Ia mengaku akan terus berusaha untuk mencari solusi dan meninjau kembali bersama-sama dengan tim dari Badan Kepegawaian Daerah (BKD).
“Saya kira ini tinggal duduk bersama satu meja untuk mendiskusikan ini,” ungkapnya.
Persoalan yang terjadi kata Rey adalah hasil evaluasi tim anggaran provinsi Papua, yang menyebutkan pembiayaan kesehatan menghabiskan dana Rp 200 miliar lebih sementara program hanya Rp 100 miliar lebih.
“Rp 200 Miliar itu untuk membayar gaji tenaga saja, bayangkan saja kalau dengan kita lihat jumlah tenaga sudah 1000 lebih, hari ini kan TPP sudah naik tidak hanya berdasarkan jenis tapi tempat atau jarak jauh sangat sulit, karena Itu tentu saja belanja pegawai akan lebih tinggi dibanding belanja kesehatan,” kata Reynold.
Tahun lalu honorer nakes berjumlah 869, kini sesuai SK tersisa 500 orang, dengan angka tersebut menurut Rey pihaknya juga belum bisa memastikan apakah pelayanan kesehatan akan efektif atau tidak sebab, SK baru diserahkan dan honorer baru mulai bekerja.

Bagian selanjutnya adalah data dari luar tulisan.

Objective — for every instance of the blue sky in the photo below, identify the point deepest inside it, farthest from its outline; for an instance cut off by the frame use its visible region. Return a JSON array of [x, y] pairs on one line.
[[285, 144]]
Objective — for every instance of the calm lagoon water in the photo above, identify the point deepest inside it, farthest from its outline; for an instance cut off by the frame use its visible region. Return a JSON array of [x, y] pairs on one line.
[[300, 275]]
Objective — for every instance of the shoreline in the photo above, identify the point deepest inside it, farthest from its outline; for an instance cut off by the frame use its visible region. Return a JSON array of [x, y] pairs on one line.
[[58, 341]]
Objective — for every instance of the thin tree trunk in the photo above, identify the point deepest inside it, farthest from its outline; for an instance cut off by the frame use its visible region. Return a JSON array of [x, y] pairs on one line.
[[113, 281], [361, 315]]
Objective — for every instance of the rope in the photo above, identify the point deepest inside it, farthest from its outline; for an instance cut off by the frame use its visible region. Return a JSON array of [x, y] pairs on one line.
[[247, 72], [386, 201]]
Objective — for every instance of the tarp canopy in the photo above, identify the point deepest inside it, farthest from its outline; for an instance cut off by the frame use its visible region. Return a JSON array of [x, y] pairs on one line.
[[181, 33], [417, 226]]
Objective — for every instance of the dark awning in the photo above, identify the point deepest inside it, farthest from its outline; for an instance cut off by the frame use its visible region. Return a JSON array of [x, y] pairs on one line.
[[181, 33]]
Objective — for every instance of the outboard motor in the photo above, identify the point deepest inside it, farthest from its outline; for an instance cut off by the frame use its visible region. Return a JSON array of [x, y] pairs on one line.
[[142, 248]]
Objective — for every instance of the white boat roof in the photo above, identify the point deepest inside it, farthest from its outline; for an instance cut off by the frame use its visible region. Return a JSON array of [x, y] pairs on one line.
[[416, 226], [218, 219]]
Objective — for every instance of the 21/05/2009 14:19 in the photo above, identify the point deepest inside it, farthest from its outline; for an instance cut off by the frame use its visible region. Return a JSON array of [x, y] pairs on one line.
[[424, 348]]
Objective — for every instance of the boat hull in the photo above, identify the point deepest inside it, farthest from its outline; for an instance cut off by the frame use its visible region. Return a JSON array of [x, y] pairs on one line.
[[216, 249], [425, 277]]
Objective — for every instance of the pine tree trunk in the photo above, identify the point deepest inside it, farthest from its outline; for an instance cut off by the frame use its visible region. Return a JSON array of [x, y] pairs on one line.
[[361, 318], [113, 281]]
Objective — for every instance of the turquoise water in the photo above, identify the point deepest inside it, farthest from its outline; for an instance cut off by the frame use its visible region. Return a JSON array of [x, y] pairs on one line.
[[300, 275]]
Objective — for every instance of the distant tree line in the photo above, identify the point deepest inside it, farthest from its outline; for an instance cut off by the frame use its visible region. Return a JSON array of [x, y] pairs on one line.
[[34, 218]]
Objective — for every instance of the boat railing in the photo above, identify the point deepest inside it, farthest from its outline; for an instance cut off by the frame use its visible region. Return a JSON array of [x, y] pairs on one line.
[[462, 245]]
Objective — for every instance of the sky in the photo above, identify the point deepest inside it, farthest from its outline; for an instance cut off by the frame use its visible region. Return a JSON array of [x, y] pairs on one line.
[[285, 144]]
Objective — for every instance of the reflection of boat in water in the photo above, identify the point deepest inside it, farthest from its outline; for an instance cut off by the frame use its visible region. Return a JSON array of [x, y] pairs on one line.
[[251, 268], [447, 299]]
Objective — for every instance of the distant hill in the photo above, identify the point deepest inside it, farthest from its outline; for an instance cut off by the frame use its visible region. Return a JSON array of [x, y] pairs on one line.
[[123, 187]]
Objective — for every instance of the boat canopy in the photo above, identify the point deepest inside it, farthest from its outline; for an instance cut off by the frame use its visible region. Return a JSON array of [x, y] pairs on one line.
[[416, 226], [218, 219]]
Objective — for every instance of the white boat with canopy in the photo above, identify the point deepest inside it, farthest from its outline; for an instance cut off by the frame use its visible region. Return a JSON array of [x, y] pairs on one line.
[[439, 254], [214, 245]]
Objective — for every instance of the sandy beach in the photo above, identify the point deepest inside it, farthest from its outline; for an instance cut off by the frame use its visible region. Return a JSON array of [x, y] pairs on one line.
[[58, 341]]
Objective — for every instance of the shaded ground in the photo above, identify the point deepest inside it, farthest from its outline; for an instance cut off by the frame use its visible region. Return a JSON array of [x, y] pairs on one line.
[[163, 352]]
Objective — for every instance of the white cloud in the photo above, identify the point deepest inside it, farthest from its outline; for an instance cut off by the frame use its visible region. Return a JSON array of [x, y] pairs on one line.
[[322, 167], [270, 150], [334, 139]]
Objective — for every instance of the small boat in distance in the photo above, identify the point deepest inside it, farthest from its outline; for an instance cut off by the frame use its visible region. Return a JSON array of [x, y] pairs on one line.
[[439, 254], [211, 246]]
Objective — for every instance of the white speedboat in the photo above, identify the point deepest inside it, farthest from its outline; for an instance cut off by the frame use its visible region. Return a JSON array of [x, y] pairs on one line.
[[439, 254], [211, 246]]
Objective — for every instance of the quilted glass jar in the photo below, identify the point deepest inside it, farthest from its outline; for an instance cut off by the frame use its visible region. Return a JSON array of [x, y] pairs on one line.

“Ini memang harus didiskusikan sama-sama dengan dinas kesehatan karena kalau kita lihat kebutuhan tenaga ini kan dinas kesehatan punya beberapa skenario, melihat kepadatan penduduk, melihat geografis dan dari pengembangan, karena sekarang ini kan ada pengembangan pelayanan kesehatan,” pungkasnya.